Integrity in research and publication became institutionalized at the bench and mandated in government agency. Peer review became formalized, double blind, then open and less formal with a variety of semi-automated processes. Publishing became highly manipulated and profitable for some (See Buranyi 2017). Others, especially university librarians and their institutions, became pushed to the brink of economic instability as subscription charges increased to unsustainable levels. Multi-media further “complexified” scientific communication making a variety of simultaneous reporting forms possible with digital dissemination either before, during, or after peer-reviewed journal publication occurred, forcing a reassessment of who should be responsible for what and a guess about how often the same research results have been published—and whether the results ever have been revised. The relatively simple act of citing a seminal journal article has become a major task to verify which version at which journal or archive is the defining work.
Sigh. So what does it cost a journal to publish a research article? In the pre-Internet era, we had a rule-of-thumb for publication: budget about two-thousand U.S. dollars and two years from the time following data analysis to bring a research report to publication. In the current climate, that question is not the correct one to ask and the rule no longer suffices. More prudently today, early in a research project—in the funding stage—savvy authors will target two or three key journals for their research, obtain the authors’ guidelines for that journal, and ask the editor to confirm in writing what the submission charges and the article page charges (APC) will be to publish. Those charges and any other editorial costs should be included in the funding application. When a query is submitted to an editor, also consider asking if special topic issues are planned, and what the wait time-to-publication may be once an article is submitted.

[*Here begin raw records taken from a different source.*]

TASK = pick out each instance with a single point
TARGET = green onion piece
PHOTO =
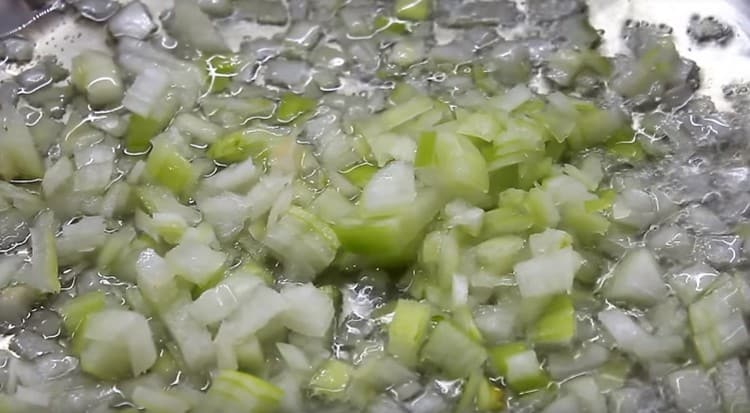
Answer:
(413, 9)
(557, 325)
(293, 106)
(408, 331)
(519, 366)
(331, 380)
(452, 351)
(233, 391)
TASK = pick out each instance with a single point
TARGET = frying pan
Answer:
(65, 35)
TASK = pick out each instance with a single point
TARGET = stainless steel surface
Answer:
(720, 65)
(66, 35)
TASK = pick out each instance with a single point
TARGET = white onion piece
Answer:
(133, 20)
(693, 390)
(309, 310)
(391, 189)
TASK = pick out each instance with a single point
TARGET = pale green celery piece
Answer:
(243, 144)
(250, 356)
(331, 380)
(557, 325)
(221, 70)
(169, 226)
(637, 280)
(413, 9)
(142, 129)
(189, 24)
(408, 331)
(452, 351)
(116, 344)
(75, 311)
(305, 244)
(233, 391)
(500, 254)
(469, 392)
(197, 128)
(440, 257)
(614, 373)
(586, 226)
(160, 200)
(505, 221)
(391, 240)
(44, 271)
(480, 125)
(159, 401)
(548, 241)
(168, 168)
(19, 157)
(293, 106)
(519, 366)
(395, 116)
(490, 398)
(459, 167)
(658, 63)
(95, 74)
(360, 174)
(197, 263)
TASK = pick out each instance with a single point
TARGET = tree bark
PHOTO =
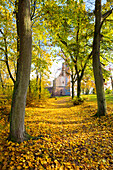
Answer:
(78, 87)
(17, 130)
(73, 82)
(96, 62)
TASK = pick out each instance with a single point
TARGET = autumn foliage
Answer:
(68, 137)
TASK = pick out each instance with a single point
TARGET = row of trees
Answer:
(71, 27)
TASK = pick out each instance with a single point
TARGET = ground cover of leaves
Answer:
(69, 138)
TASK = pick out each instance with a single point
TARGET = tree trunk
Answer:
(36, 80)
(17, 130)
(73, 82)
(40, 88)
(78, 87)
(96, 62)
(112, 83)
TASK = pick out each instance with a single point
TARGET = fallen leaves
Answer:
(70, 139)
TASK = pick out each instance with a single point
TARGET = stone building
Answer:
(61, 84)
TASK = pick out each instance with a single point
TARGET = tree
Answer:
(99, 81)
(17, 130)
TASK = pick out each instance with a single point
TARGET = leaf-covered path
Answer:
(69, 138)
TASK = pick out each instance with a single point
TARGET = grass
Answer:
(93, 98)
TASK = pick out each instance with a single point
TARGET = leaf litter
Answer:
(69, 138)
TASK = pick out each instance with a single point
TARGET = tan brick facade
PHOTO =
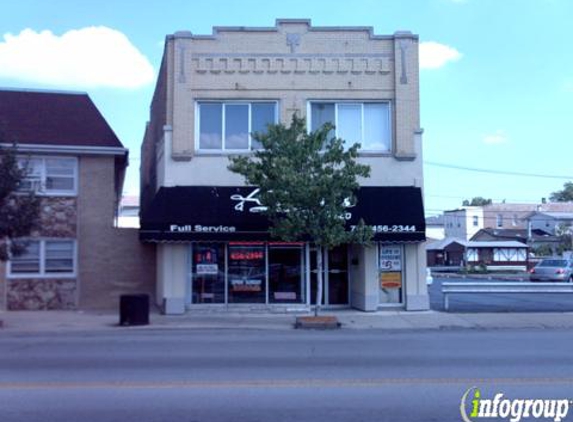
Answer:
(292, 64)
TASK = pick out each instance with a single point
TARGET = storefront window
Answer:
(285, 274)
(391, 266)
(247, 273)
(208, 273)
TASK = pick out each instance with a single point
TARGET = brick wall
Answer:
(111, 260)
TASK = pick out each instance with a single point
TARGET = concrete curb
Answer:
(317, 323)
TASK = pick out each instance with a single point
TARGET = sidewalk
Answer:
(88, 321)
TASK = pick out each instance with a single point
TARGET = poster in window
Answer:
(391, 258)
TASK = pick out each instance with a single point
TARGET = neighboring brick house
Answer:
(214, 90)
(76, 164)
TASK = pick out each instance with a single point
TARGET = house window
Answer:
(45, 258)
(49, 175)
(228, 126)
(365, 123)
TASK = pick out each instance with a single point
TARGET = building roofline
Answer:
(279, 22)
(68, 149)
(43, 91)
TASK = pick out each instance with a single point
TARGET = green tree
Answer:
(564, 195)
(19, 212)
(477, 201)
(306, 181)
(565, 233)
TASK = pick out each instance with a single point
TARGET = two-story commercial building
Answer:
(212, 93)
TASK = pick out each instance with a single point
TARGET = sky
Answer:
(496, 78)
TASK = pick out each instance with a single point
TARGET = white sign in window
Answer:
(228, 126)
(366, 123)
(49, 175)
(45, 258)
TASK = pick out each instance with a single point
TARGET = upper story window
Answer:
(227, 126)
(367, 123)
(45, 258)
(50, 175)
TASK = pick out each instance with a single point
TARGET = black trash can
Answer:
(134, 309)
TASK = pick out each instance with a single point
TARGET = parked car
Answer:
(552, 269)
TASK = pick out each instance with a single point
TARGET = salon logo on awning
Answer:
(252, 200)
(255, 205)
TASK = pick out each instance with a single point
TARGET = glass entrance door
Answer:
(335, 276)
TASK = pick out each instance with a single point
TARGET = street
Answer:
(252, 375)
(498, 302)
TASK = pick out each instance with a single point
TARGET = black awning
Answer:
(207, 213)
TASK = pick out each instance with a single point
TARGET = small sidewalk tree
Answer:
(19, 212)
(306, 182)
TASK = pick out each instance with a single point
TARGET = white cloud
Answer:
(499, 137)
(87, 57)
(434, 55)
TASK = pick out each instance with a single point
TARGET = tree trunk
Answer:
(318, 280)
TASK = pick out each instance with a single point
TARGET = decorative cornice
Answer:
(285, 23)
(291, 65)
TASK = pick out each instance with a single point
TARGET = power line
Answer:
(507, 173)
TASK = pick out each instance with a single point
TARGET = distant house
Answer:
(549, 221)
(77, 258)
(435, 227)
(128, 215)
(493, 255)
(464, 222)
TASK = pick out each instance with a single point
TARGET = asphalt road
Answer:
(498, 302)
(229, 375)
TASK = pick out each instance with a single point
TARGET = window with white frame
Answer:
(367, 123)
(49, 175)
(46, 257)
(228, 126)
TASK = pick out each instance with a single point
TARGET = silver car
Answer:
(552, 269)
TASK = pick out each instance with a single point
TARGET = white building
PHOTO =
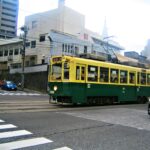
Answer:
(61, 19)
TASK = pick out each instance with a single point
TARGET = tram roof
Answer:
(90, 61)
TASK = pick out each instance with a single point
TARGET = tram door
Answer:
(80, 73)
(80, 85)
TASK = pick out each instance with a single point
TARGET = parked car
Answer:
(9, 85)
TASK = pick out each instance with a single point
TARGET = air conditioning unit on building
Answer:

Finally, one year from this month—January 1, 2020—Plan S will become operational. Announced on September 4, 2018, Plan S stipulates: “scientific publications on the results from research funded by public grants provided by national and European research councils and funding bodies, must be published in compliant Open Access Journals or on compliant Open Access Platforms.” Plan S was devised by members of cOAlitionS (https://www.coalition-s.org/ ), and an entire website on this plan to accelerate open access publishing is available at https://www.coalition-s.org/10-principles/ . The website provides guidance on how to implement Plan S, and public feedback will be taken on that website until February 8, 2019. The economic impact Plan S may have on traditional scholarly publishing, especially if it permanently prohibits the hybrid, open-access model of publication, has yet to be determined. Note that in paragraph 3 of the implementation guidelines (https://www.coalition-s.org/feedback/ ), cOAlitionS plans to “contribute to establishing” fair and reasonable article processing charges, including equitable waiver policies, and transparency in publishing costs and fees with a system to track them and the value added. Moreover, cOAlitionS stated that it will commission an independent study of open access publishing costs and fees. How leading publishers will respond is in the works (Sack 2019).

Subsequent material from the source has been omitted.